I tried computing the probability as follows:
$$P \left( X+Y=7| X+Y \geq 7 \right)=\frac{P \left(X+Y=7 \right)}{P \left(X+Y \geq 7 \right)}$$
And then I examined all different pairs whose sum is $7$ and then those whose sum is greater or equal to $7$. I am getting $3/12$ but the right answer is $6/21$. Could you please help me understand what I am doing wrong?
Thank you.
The total number of possible outcomes when rolling two fair dice is $6^2=36$.
Examining the denominator of your conditional probability, it is easier to deal with the case when the sum of the two dice ($X+Y$) is less than $7$, and subtract this result from $36$.
Now, there are $5$ outcomes (pairs ($5$,$1$),($4$,$2$),($3$,$3$),($2$,$4$),($1$,$5$)) for the sum to be $6$, $4$ outcomes for the sum to be $5$, and so on, until the minimum value (which is $2$, where each die shows a $1$).
So the total number of outcomes where $X+Y < 7$ is $5+4+3+2+1=15$.

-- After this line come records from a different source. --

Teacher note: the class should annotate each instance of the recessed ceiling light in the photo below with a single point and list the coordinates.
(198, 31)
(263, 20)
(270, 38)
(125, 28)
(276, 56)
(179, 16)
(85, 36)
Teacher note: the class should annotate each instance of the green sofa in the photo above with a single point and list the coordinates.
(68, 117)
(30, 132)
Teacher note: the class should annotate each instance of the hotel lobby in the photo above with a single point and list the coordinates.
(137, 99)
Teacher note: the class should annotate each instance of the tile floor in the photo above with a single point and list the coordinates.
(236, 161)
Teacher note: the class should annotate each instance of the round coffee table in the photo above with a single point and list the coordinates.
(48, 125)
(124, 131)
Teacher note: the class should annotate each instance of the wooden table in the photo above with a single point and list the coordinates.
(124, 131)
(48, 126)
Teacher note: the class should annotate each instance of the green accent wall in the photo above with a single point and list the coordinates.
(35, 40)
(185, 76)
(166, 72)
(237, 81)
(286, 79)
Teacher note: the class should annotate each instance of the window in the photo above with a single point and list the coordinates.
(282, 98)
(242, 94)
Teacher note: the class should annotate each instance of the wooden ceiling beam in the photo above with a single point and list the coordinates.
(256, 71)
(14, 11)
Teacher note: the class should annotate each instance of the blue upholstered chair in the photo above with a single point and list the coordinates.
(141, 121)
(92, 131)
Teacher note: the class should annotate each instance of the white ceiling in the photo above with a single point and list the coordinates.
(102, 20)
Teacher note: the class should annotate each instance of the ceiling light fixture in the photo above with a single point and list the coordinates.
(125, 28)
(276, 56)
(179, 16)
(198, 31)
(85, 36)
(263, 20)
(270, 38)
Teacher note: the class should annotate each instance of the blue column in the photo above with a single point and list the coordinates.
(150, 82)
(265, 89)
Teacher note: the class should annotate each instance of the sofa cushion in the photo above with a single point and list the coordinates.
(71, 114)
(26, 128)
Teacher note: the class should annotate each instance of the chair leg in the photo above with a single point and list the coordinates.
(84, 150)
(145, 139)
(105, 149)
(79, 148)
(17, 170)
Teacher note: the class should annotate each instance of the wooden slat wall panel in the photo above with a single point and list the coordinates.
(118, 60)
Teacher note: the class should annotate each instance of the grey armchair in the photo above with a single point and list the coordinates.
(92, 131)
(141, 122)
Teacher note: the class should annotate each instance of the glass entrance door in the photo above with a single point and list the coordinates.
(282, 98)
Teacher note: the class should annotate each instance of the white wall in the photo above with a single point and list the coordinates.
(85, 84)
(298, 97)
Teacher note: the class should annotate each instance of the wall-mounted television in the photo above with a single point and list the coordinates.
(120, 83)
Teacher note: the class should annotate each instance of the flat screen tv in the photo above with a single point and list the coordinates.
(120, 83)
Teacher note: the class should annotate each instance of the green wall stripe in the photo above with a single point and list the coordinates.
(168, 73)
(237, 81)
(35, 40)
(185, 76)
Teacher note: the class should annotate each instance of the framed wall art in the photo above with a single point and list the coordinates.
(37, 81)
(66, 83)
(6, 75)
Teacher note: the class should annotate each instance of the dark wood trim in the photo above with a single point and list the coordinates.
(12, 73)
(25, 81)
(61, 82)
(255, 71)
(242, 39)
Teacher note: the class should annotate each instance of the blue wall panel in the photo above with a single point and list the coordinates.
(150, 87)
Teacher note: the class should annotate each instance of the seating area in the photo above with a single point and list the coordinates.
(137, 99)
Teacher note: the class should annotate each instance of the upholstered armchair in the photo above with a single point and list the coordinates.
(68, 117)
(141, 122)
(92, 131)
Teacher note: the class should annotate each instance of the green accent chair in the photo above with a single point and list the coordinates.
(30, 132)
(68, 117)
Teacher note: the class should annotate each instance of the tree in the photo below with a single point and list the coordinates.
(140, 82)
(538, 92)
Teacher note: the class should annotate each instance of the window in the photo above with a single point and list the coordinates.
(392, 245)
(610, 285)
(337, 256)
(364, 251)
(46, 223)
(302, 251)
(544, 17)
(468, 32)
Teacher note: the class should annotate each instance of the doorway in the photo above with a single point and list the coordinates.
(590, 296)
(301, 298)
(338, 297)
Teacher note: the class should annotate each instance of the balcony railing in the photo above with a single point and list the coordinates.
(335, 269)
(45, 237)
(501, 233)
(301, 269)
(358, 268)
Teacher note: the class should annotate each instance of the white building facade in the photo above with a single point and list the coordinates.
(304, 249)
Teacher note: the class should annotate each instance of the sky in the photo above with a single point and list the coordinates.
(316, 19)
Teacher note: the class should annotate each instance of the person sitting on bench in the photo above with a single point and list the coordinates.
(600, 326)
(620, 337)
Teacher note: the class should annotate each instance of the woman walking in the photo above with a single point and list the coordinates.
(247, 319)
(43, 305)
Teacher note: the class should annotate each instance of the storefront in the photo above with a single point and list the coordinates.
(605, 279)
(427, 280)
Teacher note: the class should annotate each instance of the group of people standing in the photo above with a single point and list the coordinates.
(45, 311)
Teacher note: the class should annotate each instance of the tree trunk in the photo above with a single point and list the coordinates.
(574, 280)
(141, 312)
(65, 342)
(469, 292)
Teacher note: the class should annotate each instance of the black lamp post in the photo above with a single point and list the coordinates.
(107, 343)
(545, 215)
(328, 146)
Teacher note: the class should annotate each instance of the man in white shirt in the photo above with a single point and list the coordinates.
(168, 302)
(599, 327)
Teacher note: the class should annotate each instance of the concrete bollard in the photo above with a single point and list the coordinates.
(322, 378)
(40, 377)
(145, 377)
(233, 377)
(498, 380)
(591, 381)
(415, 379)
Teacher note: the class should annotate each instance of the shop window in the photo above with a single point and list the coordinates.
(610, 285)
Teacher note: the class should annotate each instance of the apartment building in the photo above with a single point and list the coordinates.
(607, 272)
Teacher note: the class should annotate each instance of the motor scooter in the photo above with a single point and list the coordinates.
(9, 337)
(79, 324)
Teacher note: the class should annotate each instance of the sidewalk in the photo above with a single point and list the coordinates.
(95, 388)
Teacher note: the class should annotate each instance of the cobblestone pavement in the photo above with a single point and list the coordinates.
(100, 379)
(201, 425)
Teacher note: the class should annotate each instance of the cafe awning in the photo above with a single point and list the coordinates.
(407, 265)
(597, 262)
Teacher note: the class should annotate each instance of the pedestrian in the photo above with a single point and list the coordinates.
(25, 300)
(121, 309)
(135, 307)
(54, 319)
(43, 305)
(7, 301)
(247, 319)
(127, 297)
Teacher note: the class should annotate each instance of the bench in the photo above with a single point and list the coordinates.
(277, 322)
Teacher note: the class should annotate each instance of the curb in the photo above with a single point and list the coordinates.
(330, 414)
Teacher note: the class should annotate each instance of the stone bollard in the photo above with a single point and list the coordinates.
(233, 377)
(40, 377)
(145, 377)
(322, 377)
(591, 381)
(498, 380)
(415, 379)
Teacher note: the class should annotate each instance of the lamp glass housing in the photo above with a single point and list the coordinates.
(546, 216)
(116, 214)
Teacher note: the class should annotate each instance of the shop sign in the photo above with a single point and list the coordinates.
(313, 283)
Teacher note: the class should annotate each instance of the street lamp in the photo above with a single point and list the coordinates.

As a result the total number of outcomes where $X+Y \geq 7$ is $36-15=21$, leading to $$P(X+Y\geq 7)=\frac{21}{36}$$
Next, we count the number of total outcomes where $X+Y=7$, which is $6$ (($6$,$1$)($5$,$2$),($4$,$3$),($3$,$4$),($2$,$5$),($1$,$6$)), so that $$P(X+Y=7)=\frac{6}{36}$$
We thus obtain $$P(X+Y=7|X+Y\geq 7)=\frac{(P(X+Y=7) \cap (X+Y\geq7))}{P(X+Y\geq7)}=\frac{P(X+Y=7)}{P(X+Y\geq7)}\\=\frac{6}{36}\times\frac{36}{21}=\frac{6}{21}=\frac{2}{7}$$